Masalah Pekerjaan Dan Mental Bisa Berpotensi Berbahaya

Pekerjaan berdampak buruk untuk kesehatan mental seseorang. Oke, itu mungkin belum tentu benar. Namun, ada situasi serta kejadian tertentu di tempat kerja yang bisa membuat kesehatan mental seseorang stres. Peristiwa ini bisa menjadi lebih buruk ketika karyawan tersebut telah menderita semacam penyakit mental. Tidak jarang orang dengan gangguan psikologis ringan menyembunyikan penyakitnya.
Hal ini karena ketakutan dan kecemasan yang mereka rasakan sebab kemungkinan mereka akan kehilangan pekerjaan karena masalah mereka. Masalah kesehatan mental juga cenderung disalah pahami karena mudah dikenali. Hal ini menyebabkan pimpinan mengabaikan tanda-tanda halus bahwa sekretaris mereka mempunyai gangguan kecemasan atau bahwa pria yang bekerja lembur pada akhir pekan memiliki gangguan identitas disosiatif.
Masalah inti di sini terletak pada kesalah pahaman yang dimiliki orang mengenai kesehatan mental. Kebanyakan orang memandang memiliki kesehatan mental yang baik sebagai orang yang ramah dan pekerja yang baik. Persepsi juga mencakup sifat-sifat seperti ekstrovert secara sosial serta memiliki moral yang baik. Namun, kualitas-kualitas ini mungkin ada juga bisa hadir pada seseorang yang mempunyai kondisi kesehatan mental.
Kesalah pahaman secara umum bahwa mereka dengan kesehatan mental yang terganggu adalah pembunuh berantai dan psikopat menyebabkan kebanyakan orang hanya menyangkal bahwa beberapa karyawan mereka memiliki masalah. Penolakan ini bahkan bisa meluas ke karyawan yang bersangkutan, membuatnya tidak mampu mengenali masalahnya serta mencari perawatan yang tepat. Masalah lain terletak pada kenyataan bahwa orang cenderung berpikir bahwa masalahnya hanya akan hilang.
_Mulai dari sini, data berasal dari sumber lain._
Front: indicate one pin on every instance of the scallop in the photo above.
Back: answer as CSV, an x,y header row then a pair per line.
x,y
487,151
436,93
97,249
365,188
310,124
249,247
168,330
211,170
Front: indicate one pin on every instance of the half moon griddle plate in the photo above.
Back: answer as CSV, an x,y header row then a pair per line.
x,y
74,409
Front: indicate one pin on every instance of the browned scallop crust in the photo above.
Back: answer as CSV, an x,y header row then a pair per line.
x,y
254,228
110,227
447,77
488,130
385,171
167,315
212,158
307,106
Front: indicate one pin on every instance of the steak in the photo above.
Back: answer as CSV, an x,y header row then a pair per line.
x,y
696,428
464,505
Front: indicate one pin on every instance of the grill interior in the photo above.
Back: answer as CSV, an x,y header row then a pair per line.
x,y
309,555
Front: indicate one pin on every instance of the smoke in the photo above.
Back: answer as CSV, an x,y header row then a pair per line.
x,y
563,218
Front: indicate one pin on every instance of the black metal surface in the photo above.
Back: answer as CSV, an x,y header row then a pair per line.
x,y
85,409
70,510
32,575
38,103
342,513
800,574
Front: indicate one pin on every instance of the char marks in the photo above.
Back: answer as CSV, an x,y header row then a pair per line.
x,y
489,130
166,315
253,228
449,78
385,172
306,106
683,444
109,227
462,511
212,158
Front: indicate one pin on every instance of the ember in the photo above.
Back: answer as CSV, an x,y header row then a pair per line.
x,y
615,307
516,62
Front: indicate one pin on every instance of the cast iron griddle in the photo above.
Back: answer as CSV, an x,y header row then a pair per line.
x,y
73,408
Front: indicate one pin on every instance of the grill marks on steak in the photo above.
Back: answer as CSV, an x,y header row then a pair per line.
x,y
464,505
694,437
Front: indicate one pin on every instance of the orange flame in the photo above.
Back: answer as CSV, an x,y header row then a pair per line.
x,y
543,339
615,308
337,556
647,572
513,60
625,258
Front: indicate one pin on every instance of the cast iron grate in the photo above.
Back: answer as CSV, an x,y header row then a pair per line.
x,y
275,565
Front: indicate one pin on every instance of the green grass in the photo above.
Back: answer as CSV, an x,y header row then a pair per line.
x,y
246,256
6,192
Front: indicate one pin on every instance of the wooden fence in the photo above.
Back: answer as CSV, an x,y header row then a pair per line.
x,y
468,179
Gagasan umum di antara pengusaha dan karyawan yaitu bahwa masalah dengan kesehatan mental akan memudar pada waktunya. Namun, penyakit mental adalah masalah jangka panjang yang memerlukan perawatan. Itu bukan perubahan suasana hati atau fase emosional yang pada akhirnya akan memberi jalan pada keadaan pikiran normal seseorang. Kesalah pahaman ini bisa mengakibatkan kesehatan mental seseorang yang rusak diabaikan secara efektif untuk waktu yang lama.
Hal ini bisa mengakibatkan masalah menjadi lebih buruk serta mempengaruhi kemampuan orang tersebut untuk bekerja dengan baik. Dalam kasus seperti itu, pemutusan hubungan kerja ditentukan untuk mengatasi masalah, dari pada membantu karyawan mendapatkan perawatan yang layak.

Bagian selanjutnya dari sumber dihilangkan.